7.2 The division by zero problem of some existing methods

Example 3

Suppose that there have another medical machine detection employing advanced technology and the medical examination data with its tabular form presented in Table 8.

Table 8 The transformed interval-valued fuzzy soft set in Example 3

Table 9 Ranking results from different methods for Example 3

Remark 2

From Table 9, we can find the conclusive ranking and optimal health check-up individual by the developed method are in agreement with the decision results of WDBA (Peng and Garg 2018), CODAS (Peng and Garg 2018), similarity measure (Peng and Garg 2018), MABAC (Peng et al. 2017), EDAS (Peng et al. 2017), similarity measure (Peng et al. 2017), choice value-1 (Yang et al. 2009), comparison table (Son 2007; Yuan and Hu 2012), and GRA (Chen and Zou 2017). In additional, for the TOPSIS (Yang and Peng 2017), they fail to achieve the optimal health check-up individual and ranking order because the “division by zero problem.”

7.3 The counterintuitive phenomena of some existing methods

Example 4

Suppose that there have another medical machine detection employing advanced technology and the medical examination data (physical examination items (\(\varepsilon _3,\varepsilon _4\) and \(\varepsilon _7\) with weight \(w=(0.3,0.3,0.4)\)) specified by health check-up individuals) with its tabular form presented in Table 10.

Table 10 The transformed interval-valued fuzzy soft set in Example 4

Table 11 Ranking results from different methods for Example 4

Remark 3

From Table 11, it can be easily seen that the optimal health check-up individual computed by the developed method is in agreement with the decision results of WDBA (Peng and Garg 2018), CODAS (Peng and Garg 2018), similarity measure-1 (Peng and Garg 2018), MABAC (Peng et al. 2017), EDAS (Peng et al. 2017), similarity measure-2 (Peng et al. 2017). For TOPSIS (Yang and Peng 2017) and GRA (Chen and Zou 2017), the optimal health check-up individuals are all \(x_1\), which is different from the proposed method. The main reason is that the weight determining method influence the final results. Moreover, we also find that the Choice value-1 (Yang et al. 2009) and Comparison table (Son 2007; Yuan and Hu 2012) cannot determine the optimal health check-up individual due to their drawbacks of counterintuitive phenomena, which has been discussed in Peng and Garg (2018).

8 Conclusion

The key contributions can be concluded below.

1. (1)

   The new score function for IVFN is proposed, which has strong power in distinguishing two IVFNs;

2. (2)

   The combined weight model is proposed based on CRITIC and linear weighted comprehensive method, which can simultaneously consider subjective preference and objective preference;

3. (3)

   Some matrix operations on IVFSSs are presented and their interesting properties are proved in detail;

4. (4)

   The novel interval-valued fuzzy soft MCDM method based on CoCoSo is proposed, which can obtain the best alternative without counterintuitive phenomena, achieve the decision results without division by zero problem and possess a strong ability to differentiate the optimal alternative.

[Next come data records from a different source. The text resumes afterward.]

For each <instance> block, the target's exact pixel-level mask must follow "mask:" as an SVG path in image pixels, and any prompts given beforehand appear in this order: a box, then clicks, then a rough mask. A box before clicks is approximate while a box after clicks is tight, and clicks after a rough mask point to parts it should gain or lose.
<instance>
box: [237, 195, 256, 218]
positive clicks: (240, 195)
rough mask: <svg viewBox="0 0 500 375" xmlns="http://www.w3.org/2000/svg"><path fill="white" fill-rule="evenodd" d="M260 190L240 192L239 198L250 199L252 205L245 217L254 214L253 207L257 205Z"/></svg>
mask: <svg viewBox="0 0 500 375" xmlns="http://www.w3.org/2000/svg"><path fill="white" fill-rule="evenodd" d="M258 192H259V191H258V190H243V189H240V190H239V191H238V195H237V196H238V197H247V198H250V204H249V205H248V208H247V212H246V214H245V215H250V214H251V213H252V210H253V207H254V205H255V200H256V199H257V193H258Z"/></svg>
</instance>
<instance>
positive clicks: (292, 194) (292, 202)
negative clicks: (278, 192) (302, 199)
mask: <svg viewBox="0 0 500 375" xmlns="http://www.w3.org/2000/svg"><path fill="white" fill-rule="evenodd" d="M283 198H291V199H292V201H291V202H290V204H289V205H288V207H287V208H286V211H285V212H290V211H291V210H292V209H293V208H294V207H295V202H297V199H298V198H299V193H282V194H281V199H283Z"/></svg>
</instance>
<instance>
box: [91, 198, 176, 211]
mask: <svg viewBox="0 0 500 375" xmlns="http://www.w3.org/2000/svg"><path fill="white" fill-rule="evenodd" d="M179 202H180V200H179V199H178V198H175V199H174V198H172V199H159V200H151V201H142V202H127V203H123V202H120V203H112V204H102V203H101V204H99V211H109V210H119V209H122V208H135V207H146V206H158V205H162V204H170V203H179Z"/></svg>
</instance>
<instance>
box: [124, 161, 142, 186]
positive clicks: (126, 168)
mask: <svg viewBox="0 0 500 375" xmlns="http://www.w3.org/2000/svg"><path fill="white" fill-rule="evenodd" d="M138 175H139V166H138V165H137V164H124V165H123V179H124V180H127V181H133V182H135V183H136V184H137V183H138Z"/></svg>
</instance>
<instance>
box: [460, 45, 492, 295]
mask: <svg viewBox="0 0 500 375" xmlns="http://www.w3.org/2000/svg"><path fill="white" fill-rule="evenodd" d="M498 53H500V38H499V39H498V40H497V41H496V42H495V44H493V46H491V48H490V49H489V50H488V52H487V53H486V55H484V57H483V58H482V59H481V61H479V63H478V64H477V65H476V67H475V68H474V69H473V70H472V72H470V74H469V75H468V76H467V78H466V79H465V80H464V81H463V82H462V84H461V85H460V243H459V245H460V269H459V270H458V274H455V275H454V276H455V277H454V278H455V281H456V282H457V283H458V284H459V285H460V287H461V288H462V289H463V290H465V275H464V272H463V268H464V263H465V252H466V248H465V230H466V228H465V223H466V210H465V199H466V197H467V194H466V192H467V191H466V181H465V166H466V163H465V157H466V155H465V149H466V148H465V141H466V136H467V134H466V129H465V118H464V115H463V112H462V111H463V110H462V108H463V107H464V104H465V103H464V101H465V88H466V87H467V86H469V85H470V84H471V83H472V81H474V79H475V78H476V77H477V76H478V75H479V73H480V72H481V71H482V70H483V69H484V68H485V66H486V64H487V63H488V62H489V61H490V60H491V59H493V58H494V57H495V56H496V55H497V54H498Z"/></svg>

However, the proposed MCDM method consumes a certain amount of time complexity, and lacks the self-adjusting weight mechanism (Huang and Liang 2019). How to reduce the time complexity and fuse the idea of self-paced learning are key research directions in the future. Moreover, the outstanding CoCoSo method for handling the intelligent healthcare management decision-making issues under diverse fuzzy environment (Shen et al. 2020; Zhan and Alcantud 2019; Alcantud et al. 2019; Wang et al. 2020) is an interesting topic.